Android suddenly looked old and irrelevant.
But everything they had done suddenly looked old and irrelevant by the time Jobs’s keynote was over.
“As a consumer I was blown away. I wanted one immediately,” said Google’s Chris DeSalvo in an interview with The Atlantic. “But as a Google engineer, I thought ‘We’re going to have to start over.’”
It’s hard to imagine it now, but before the iPhone, smartphones were drastically different. Very few of them had touchscreens, and those that did used traditional resistive touchscreen panels that were hard to use without a stylus. Most of them had physical keyboards instead, coupled with tiny screens.
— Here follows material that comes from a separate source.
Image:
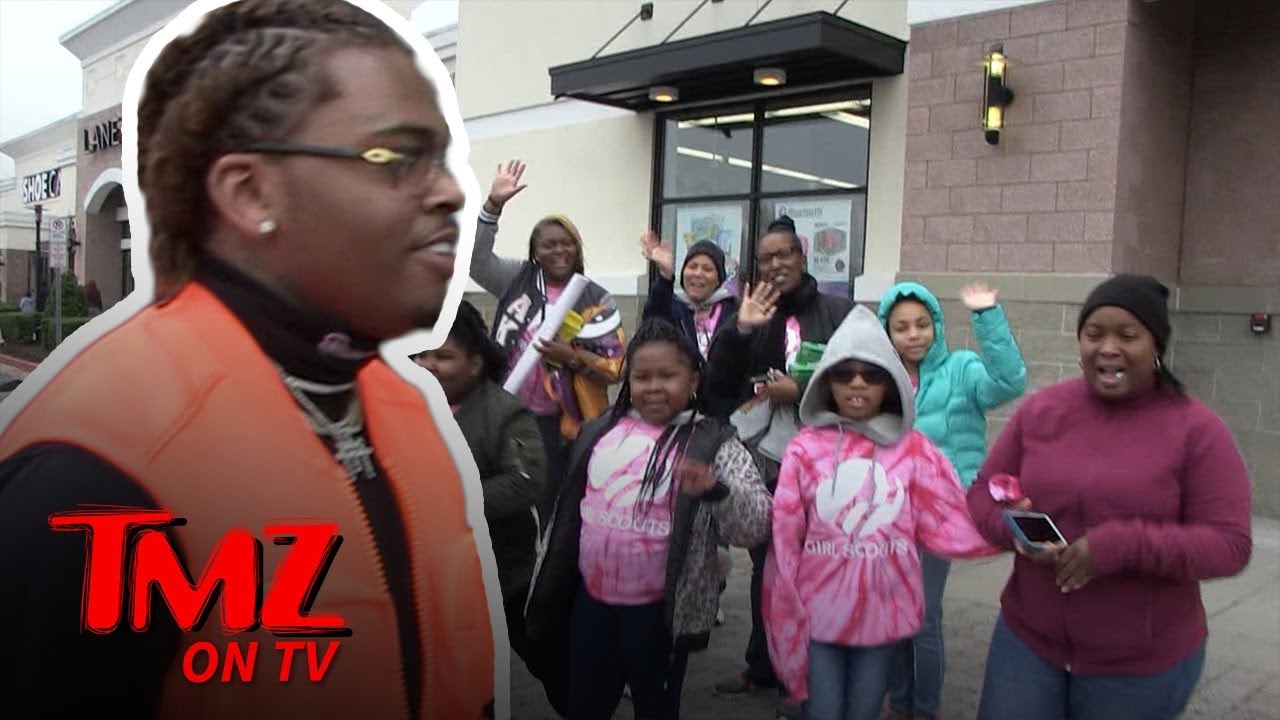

There really was no smartphone software industry back then. You had the apps that came pre-installed on your smartphone by your manufacturer, and maybe a small number of third-party offerings you could add if you had a BlackBerry or Windows Mobile device — but there were no app stores like we have today.
Furthermore, smartphones were just too slow to provide an enjoyable software experience. But the iPhone changed all that, and in doing so it made everything that came before it look ancient.
It’s obvious when you see it.
“What we had suddenly looked just so . . . nineties,” DeSalvo said. “It’s just one of those things that are obvious when you see it.”
Andy Rubin, director of the Android team at the time, was in Las Vegas for the Consumer Electronics Show when Jobs was making his Macworld announcement. The Atlantic reports that he was so amazed at what he was seeing that he had his driver pull over on the way to a meeting so that he could finish watching the presentation.
“I guess we’re not going to ship that phone,” Rubin said to one of his colleagues.
The phone that Rubin’s team had been working on, codenamed Sooner, had many things in common with the iPhone. It had a proper web browser, it could multitask, and it had access to a full suite of Google apps and services, including Maps and YouTube.
What’s more, Sooner’s Android platform wasn’t just designed for that device — it also ran on other smartphones, and even tablets.
But Sooner was ugly. It maintained the physical keyboard that was so successful for companies like BlackBerry at the time, and its tiny display didn’t accept touch input. Rubin and other members of his team felt consumers would care more about its software than its looks, however, and they also felt that users would not get used to typing on the iPhone’s touchscreen.
But it quickly became clear that Sooner just wasn’t going to cut it. The iPhone was far too innovative; it had special software optimized for fingers — not styluses — with gorgeous apps and a built-in iPod. The device itself also looked incredible.
Within weeks, the Android team had put aside everything that it had done up to that point and completely reconfigured its platform. A new phone codenamed Dream, which had a large touchscreen, became its new focus, and Google tried to differentiate it by concentrating on things the iPhone couldn’t do.
The company released its first Android phone, which was built by HTC, in late 2007. It still had a slide-out physical keyboard, but it looked nothing like Sooner — and the software it was running was totally different.